Zaledwie 4 lata po premierze Xbox Fitness przechodzi na emeryturę
Nie tak od razu, ale gdy już to zrobi, to nie zostanie nam po nim nic.
Patrzę na moją listę xboksowych znajomych i widzę, że część z nich faktycznie próbowała łączyć zrzucanie kilogramów przed telewizorem ze zdobywaniem Osiągnięć. Aczkolwiek widzę też, że już dawno dali sobie z tym spokój. Microsoft też odpuszcza. Aplikacja nie tylko nie będzie już rozwijana o nowe funkcje i dodatki, ale 1 lipca przyszłego roku oficjalnie przejdzie do historii.
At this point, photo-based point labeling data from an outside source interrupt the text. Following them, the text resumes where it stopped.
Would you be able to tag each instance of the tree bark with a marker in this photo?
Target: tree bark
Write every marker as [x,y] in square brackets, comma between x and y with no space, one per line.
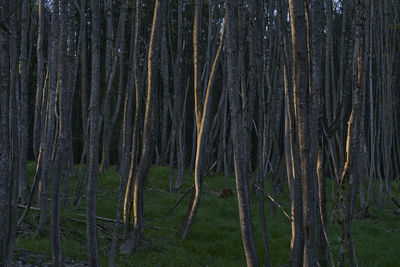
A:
[93,169]
[241,170]
[136,234]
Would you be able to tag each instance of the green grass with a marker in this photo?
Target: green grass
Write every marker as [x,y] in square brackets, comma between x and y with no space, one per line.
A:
[215,238]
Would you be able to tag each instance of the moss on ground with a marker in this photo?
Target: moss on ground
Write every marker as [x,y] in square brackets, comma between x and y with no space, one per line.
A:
[215,238]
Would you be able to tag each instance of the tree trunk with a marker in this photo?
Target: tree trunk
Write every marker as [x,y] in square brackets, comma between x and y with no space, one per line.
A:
[241,170]
[136,234]
[93,169]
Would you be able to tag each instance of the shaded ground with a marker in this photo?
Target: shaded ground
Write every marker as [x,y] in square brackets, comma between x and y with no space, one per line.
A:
[215,238]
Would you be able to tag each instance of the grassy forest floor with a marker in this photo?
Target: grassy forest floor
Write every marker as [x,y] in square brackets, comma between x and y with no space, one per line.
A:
[215,238]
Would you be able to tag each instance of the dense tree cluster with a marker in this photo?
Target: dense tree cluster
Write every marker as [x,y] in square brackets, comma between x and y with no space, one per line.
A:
[292,90]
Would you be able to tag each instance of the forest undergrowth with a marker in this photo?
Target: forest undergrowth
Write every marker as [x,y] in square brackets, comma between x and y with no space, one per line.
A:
[215,239]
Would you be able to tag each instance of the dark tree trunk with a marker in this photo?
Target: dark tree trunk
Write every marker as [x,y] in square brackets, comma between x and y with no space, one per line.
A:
[239,152]
[93,169]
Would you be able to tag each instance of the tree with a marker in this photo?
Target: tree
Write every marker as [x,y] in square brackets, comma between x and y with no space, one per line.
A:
[149,130]
[93,169]
[241,170]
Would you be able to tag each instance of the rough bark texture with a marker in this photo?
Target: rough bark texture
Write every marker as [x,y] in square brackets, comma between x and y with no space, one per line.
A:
[239,152]
[93,168]
[136,234]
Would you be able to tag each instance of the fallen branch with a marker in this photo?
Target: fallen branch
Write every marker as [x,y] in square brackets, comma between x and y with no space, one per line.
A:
[394,200]
[290,218]
[104,219]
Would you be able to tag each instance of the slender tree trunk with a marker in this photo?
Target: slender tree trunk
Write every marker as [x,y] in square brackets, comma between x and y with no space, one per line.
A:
[241,170]
[201,144]
[4,131]
[93,169]
[24,123]
[136,234]
[49,118]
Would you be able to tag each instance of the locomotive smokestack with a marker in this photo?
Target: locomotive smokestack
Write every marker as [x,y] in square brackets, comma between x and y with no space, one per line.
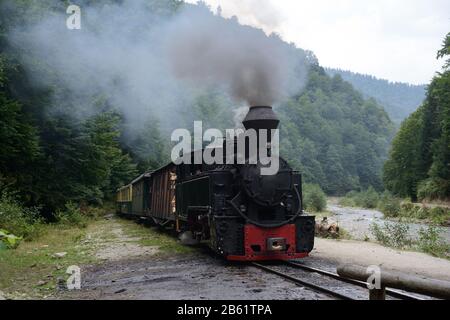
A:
[261,117]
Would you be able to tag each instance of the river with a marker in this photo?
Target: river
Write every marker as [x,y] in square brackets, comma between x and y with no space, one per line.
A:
[357,222]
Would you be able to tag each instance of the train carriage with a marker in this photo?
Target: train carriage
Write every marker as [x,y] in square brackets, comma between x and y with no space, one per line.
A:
[241,214]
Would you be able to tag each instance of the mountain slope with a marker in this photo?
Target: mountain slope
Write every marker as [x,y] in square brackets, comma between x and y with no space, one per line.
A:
[398,99]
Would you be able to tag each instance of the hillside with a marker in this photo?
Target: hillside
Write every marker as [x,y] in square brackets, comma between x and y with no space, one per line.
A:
[418,165]
[97,116]
[398,99]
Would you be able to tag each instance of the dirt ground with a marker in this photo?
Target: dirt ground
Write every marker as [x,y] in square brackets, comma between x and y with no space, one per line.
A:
[368,253]
[128,269]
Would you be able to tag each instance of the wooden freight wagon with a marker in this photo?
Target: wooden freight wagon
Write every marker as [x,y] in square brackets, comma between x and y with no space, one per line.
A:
[141,197]
[123,201]
[163,205]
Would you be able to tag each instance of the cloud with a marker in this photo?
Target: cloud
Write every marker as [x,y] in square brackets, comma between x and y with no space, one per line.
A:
[397,40]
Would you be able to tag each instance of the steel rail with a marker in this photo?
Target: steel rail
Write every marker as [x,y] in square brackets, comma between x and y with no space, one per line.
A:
[301,282]
[391,292]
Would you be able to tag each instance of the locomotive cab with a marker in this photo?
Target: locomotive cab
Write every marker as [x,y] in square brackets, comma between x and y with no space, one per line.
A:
[242,214]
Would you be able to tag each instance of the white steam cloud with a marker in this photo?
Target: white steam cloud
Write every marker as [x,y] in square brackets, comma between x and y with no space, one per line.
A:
[151,63]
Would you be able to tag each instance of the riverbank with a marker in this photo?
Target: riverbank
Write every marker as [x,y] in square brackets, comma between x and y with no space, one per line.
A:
[368,253]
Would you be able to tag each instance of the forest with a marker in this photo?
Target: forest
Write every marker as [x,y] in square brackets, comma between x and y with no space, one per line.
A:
[52,156]
[398,99]
[419,161]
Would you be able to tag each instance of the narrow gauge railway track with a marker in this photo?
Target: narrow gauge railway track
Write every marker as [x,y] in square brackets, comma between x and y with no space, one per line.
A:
[322,289]
[390,292]
[301,282]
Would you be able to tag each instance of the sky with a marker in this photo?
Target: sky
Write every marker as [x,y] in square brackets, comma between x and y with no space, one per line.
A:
[390,39]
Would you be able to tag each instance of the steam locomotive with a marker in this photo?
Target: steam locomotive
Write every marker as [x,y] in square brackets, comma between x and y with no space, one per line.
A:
[241,214]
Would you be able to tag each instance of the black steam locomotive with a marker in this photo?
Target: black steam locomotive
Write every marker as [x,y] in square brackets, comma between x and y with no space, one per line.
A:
[241,214]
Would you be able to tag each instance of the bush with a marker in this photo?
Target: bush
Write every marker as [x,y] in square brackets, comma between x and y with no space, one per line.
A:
[392,234]
[364,199]
[430,242]
[314,199]
[432,189]
[17,219]
[71,216]
[8,240]
[389,205]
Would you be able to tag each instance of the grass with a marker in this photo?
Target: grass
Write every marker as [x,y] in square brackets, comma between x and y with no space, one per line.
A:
[152,236]
[395,208]
[31,270]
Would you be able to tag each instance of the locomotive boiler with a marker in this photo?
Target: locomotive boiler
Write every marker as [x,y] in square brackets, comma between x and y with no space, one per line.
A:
[240,213]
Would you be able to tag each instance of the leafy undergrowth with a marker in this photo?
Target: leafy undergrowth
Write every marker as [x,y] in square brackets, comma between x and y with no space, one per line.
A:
[34,268]
[152,236]
[395,208]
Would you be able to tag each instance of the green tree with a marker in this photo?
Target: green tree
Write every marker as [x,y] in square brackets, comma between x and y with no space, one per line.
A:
[419,159]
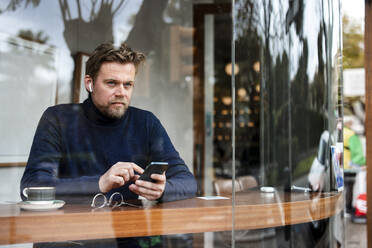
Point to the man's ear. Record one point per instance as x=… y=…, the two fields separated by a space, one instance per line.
x=88 y=81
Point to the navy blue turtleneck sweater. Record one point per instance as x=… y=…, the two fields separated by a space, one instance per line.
x=75 y=144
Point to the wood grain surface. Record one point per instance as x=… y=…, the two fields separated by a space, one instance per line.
x=254 y=210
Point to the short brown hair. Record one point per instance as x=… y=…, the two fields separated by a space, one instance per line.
x=108 y=53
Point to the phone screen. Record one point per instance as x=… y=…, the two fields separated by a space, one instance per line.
x=153 y=168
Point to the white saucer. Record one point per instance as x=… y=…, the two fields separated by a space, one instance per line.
x=47 y=205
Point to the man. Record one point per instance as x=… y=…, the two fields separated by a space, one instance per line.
x=103 y=144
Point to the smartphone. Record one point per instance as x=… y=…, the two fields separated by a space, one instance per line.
x=153 y=168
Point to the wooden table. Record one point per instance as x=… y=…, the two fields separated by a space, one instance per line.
x=253 y=210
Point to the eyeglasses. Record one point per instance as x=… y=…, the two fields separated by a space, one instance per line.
x=110 y=203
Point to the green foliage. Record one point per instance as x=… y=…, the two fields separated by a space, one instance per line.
x=353 y=43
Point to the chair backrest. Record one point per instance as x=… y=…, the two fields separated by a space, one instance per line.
x=224 y=186
x=247 y=182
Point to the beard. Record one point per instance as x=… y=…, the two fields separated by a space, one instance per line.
x=114 y=111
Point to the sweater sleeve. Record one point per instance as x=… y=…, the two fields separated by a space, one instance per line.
x=181 y=183
x=45 y=158
x=357 y=154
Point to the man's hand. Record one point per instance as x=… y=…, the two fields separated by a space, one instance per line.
x=151 y=191
x=118 y=175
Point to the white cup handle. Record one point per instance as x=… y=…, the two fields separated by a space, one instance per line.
x=24 y=192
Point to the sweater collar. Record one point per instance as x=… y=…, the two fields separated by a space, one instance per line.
x=94 y=115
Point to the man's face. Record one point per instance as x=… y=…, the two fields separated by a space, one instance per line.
x=113 y=88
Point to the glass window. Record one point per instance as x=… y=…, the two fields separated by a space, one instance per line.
x=243 y=110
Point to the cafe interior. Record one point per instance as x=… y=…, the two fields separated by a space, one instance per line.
x=249 y=92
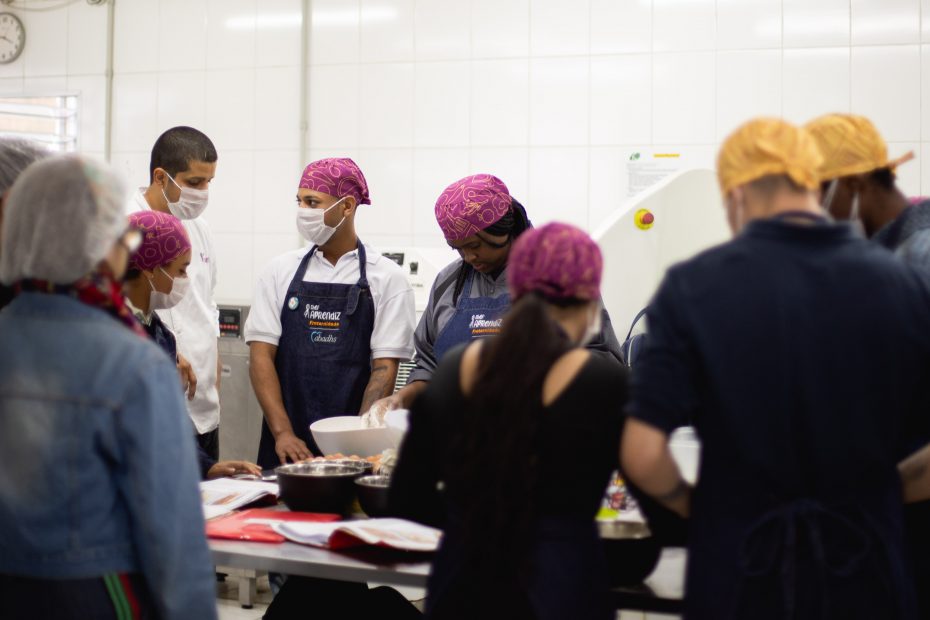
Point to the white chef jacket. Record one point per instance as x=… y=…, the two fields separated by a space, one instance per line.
x=395 y=314
x=195 y=320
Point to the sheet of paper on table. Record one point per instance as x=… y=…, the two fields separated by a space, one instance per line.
x=224 y=495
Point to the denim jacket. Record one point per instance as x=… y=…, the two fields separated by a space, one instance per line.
x=98 y=472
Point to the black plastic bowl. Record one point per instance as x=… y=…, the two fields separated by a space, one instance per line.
x=632 y=552
x=319 y=486
x=372 y=494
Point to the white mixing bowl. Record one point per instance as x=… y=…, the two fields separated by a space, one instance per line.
x=346 y=435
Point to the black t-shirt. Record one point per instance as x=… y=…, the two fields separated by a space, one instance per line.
x=578 y=447
x=802 y=355
x=6 y=296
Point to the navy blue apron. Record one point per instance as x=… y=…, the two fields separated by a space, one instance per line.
x=473 y=318
x=324 y=354
x=162 y=336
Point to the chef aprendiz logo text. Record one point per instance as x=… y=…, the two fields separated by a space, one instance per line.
x=321 y=319
x=480 y=326
x=323 y=338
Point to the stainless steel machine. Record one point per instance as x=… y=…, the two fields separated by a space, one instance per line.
x=240 y=414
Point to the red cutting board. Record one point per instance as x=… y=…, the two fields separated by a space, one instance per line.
x=235 y=526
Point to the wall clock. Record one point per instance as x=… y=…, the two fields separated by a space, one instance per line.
x=12 y=37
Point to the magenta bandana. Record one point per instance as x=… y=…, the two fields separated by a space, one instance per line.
x=471 y=204
x=557 y=260
x=336 y=176
x=163 y=239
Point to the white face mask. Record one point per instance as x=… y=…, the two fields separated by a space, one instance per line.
x=191 y=203
x=164 y=301
x=311 y=226
x=854 y=218
x=593 y=329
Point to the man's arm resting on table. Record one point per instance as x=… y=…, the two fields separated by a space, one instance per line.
x=648 y=463
x=381 y=382
x=915 y=476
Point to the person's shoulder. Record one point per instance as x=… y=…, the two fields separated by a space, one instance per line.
x=447 y=373
x=382 y=264
x=284 y=263
x=604 y=367
x=449 y=270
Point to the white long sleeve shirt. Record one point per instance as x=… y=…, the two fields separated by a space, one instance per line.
x=195 y=321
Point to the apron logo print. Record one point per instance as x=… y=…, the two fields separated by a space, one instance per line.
x=316 y=337
x=321 y=318
x=479 y=325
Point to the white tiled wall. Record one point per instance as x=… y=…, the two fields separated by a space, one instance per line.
x=550 y=95
x=232 y=69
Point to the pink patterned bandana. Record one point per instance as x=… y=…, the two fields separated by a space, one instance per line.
x=558 y=261
x=336 y=176
x=163 y=239
x=471 y=204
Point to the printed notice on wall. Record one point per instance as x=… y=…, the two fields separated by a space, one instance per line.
x=646 y=168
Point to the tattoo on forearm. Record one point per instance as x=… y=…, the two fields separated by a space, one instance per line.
x=377 y=387
x=914 y=470
x=680 y=489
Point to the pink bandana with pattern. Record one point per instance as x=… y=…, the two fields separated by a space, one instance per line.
x=470 y=205
x=559 y=261
x=163 y=239
x=336 y=176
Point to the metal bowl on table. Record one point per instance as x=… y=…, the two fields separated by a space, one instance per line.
x=372 y=494
x=319 y=486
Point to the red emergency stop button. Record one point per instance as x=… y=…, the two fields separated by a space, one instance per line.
x=644 y=219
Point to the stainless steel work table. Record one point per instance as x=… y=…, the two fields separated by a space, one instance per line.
x=662 y=591
x=363 y=564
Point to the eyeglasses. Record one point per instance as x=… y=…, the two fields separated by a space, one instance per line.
x=131 y=240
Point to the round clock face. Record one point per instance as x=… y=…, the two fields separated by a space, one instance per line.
x=12 y=37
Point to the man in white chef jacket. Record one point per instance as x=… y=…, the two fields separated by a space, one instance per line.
x=183 y=164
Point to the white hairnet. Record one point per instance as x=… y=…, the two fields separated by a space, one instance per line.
x=15 y=156
x=61 y=218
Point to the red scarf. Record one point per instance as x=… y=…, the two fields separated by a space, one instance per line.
x=98 y=290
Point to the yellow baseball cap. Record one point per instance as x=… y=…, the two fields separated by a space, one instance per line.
x=850 y=144
x=768 y=146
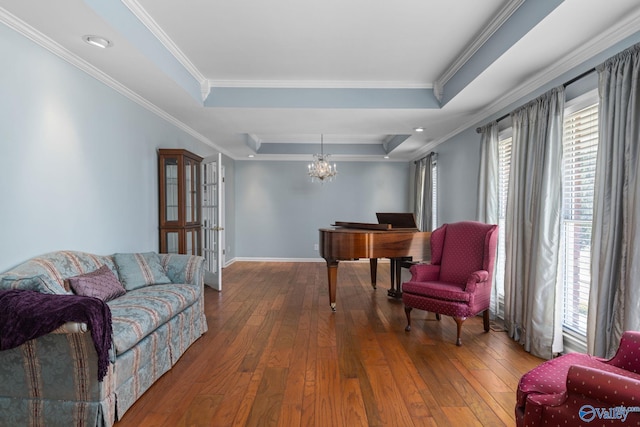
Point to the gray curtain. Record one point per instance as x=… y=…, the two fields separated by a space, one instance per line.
x=614 y=299
x=423 y=196
x=533 y=226
x=488 y=209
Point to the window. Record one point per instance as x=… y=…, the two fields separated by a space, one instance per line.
x=434 y=193
x=580 y=143
x=504 y=166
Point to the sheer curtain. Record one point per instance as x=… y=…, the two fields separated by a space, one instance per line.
x=488 y=210
x=614 y=301
x=424 y=192
x=533 y=225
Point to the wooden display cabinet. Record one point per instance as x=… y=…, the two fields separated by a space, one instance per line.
x=180 y=202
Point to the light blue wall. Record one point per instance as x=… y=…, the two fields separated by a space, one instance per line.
x=458 y=168
x=78 y=159
x=279 y=211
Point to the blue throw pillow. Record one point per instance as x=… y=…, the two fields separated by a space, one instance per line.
x=140 y=269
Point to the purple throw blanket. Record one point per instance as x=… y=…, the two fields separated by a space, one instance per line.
x=25 y=315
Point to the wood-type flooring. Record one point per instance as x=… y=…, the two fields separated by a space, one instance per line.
x=276 y=355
I to tak zupełnie - przestanie działać, zabierając ze sobą do grobu wszystkie zakupione dodatki.
Xbox Fitness - Tracy Anderson Trailer
To ostatnie jest najważniejsze i najsmutniejsze, bo okazuje się, że w tym wypadku termin działania cyfrowych dóbr wyniesie zaledwie cztery lata. Powód? Microsoftowi nie chce się już rozwijać aplikacji i zdecydował, że bez nowych zestawów ćwiczeń, nie ma ona sensu.
Tutaj pewnie mało kto się przejmie, bo aż prosi się, by kapitan Oczywisty stwierdził, że w sumie po co komu do ćwiczeń konsola. Ale... 4 lata? Xbox Fitness towarzyszył startowi Xboksa One. Ale byśmy się wkurzyli, gdyby w lipcu przestały działać inne kupione wtedy na konsoli programy, co? Spokojnie, to oczywiście czarnowidztwo pierwszej wody, ale nawet śmierć takiej aplikacji przypomina o pułapkach cyfrowej dystrybucji.
Aż zaczynam żałować, że P.T. nie było płatną grą, bo mielibyśmy chociaż na poważnie przetestowany scenariusz, w którym duży wydawca mówi "sorki" i odcina nam na zawsze dostęp do hitowej gry na dysku twardym. Wyłączanie serwerów w grach sieciowych czy trybach multiplayer w starych strzelankach i grach sportowych to jednak nie do końca ten kaliber. Śmierć Xbox Fitness też chyba nie.
Ale kiedyś taki dzień nadejdzie. Nie mam co do tego wątpliwości.